Proteomics: Professor John Yates of the Scripps Research Institute Shares His Latest Insights

Discover how stable isotopes are being used in world-leading quantitative proteomics research at the Yates Laboratory

25 Apr 2017
Sonia Nicholas
Managing Editor and Clinical Lead

Professor John Yates, Yates Laboratory, Scripps Research Institute, USA Yates Laboratory, Scripps Research Institute, USA Research in the Yates lab is focused on the development and application of mass spectrometry-based proteomics techniques to a wide range of biological questions. The lab has been instrumental in the evolution of the field to its current status, having pioneered many of the landmark advances that form the basis for prevailing proteomics practices.

The use of isotopically labeled AHA broadens the research opportunities for us

Professor John Yates  Yates Laboratory, Scripps Research Institute

Professor John Yates leads the esteemed Yates Laboratory at the Scripps Research Institute in its groundbreaking proteomics research. The Yates Laboratory has been working in partnership with Cambridge Isotope Laboratories, a leading producer of stable isotopes and stable isotope-labeled compounds. SelectScience spoke to Professor Yates to learn more about this partnership, and the importance of using reliable stable isotopes in his work.

SS: Could you start by confirming your name, job title and place of work?

JY: My name is John R Yates III, I’m a Professor of Molecular Medicine and Neuroscience at the Scripps Research Institute. I’m also the Editor-in-Chief of the Journal of Proteome Research.

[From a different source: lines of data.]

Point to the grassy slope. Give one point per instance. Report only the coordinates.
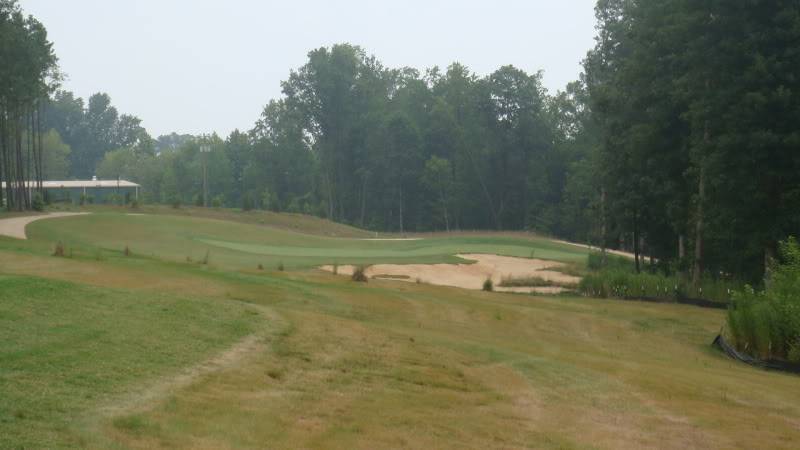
(398, 365)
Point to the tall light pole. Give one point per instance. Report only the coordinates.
(205, 149)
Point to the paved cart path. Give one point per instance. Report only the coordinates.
(15, 226)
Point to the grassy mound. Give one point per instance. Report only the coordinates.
(67, 348)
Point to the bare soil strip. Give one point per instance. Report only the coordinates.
(471, 276)
(591, 247)
(15, 227)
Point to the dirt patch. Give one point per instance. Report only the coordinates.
(472, 276)
(15, 227)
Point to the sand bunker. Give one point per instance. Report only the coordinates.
(472, 276)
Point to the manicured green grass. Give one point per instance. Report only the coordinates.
(384, 364)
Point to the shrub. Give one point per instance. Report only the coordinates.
(38, 202)
(359, 274)
(247, 202)
(525, 282)
(766, 324)
(85, 199)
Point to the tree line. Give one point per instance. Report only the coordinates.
(696, 105)
(386, 149)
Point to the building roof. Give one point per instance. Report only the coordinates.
(81, 184)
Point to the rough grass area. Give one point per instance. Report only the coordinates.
(67, 348)
(371, 365)
(236, 245)
(533, 282)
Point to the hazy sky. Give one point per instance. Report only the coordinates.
(196, 66)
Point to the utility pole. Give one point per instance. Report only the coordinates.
(205, 149)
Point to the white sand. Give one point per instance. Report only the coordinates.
(471, 276)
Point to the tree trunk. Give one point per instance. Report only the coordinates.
(363, 200)
(603, 230)
(444, 207)
(401, 210)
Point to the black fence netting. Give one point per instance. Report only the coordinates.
(782, 366)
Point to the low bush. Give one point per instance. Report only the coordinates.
(525, 282)
(359, 274)
(766, 324)
(625, 284)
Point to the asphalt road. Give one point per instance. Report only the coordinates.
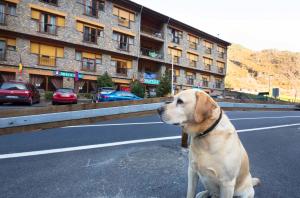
(67, 166)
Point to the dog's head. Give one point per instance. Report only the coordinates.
(189, 106)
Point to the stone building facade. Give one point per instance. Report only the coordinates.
(70, 43)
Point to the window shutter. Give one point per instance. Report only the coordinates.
(79, 26)
(35, 14)
(124, 14)
(47, 50)
(34, 48)
(115, 11)
(11, 42)
(129, 64)
(132, 17)
(59, 52)
(60, 21)
(88, 55)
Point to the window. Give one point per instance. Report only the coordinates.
(207, 63)
(208, 47)
(53, 2)
(205, 80)
(47, 22)
(124, 17)
(221, 67)
(6, 44)
(89, 60)
(190, 76)
(175, 53)
(6, 9)
(91, 32)
(176, 35)
(47, 54)
(193, 42)
(123, 41)
(2, 49)
(218, 83)
(193, 59)
(221, 52)
(176, 74)
(121, 66)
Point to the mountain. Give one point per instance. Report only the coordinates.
(249, 70)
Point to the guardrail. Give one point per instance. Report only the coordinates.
(19, 121)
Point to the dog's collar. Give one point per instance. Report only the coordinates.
(211, 127)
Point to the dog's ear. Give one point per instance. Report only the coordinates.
(204, 107)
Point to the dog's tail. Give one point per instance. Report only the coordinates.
(255, 181)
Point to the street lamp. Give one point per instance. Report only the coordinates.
(172, 76)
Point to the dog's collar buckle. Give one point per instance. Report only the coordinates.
(204, 133)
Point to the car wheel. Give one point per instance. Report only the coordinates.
(30, 101)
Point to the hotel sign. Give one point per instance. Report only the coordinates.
(67, 74)
(151, 81)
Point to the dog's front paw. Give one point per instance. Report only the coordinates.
(203, 194)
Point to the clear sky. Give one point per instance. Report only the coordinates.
(256, 24)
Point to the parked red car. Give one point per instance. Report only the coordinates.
(64, 96)
(18, 92)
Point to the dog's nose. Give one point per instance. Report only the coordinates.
(160, 110)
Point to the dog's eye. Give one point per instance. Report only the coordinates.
(179, 101)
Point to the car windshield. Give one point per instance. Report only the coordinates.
(65, 90)
(13, 86)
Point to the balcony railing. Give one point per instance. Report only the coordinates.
(121, 71)
(190, 81)
(208, 50)
(193, 45)
(151, 53)
(48, 28)
(88, 65)
(47, 60)
(152, 32)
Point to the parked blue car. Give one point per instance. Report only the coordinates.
(117, 96)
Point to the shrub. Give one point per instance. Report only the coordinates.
(164, 87)
(48, 95)
(137, 88)
(105, 80)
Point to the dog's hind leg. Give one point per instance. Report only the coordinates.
(193, 179)
(203, 194)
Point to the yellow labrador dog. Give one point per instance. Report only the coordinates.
(216, 154)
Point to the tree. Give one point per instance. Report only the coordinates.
(137, 88)
(105, 80)
(164, 86)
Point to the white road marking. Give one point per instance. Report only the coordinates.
(258, 118)
(146, 123)
(79, 148)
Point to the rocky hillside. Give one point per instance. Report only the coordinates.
(249, 70)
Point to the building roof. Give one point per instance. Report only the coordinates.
(172, 21)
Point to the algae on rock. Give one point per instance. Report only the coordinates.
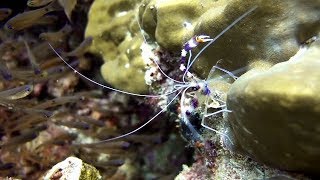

SS: Could you tell us what your main job role and responsibilities are?

JY: I head up the Yates Laboratory at the Scripps Research Institute, where we are focused on the development and application of mass spectrometry-based proteomics techniques. This work allows us to answer extremely important questions about diseases such as Alzheimer’s, cystic fibrosis, schizophrenia and depression.


SS: You are an expert in quantitative proteomics, how did you come to be working in this field?

JY: I’ve been working in this field for about 25 years, before it was even called ‘proteomics’ in fact! I did my degrees in chemistry, focusing on protein biochemistry using mass spectrometry (MS) and I’ve been studying large-scale proteomics ever since.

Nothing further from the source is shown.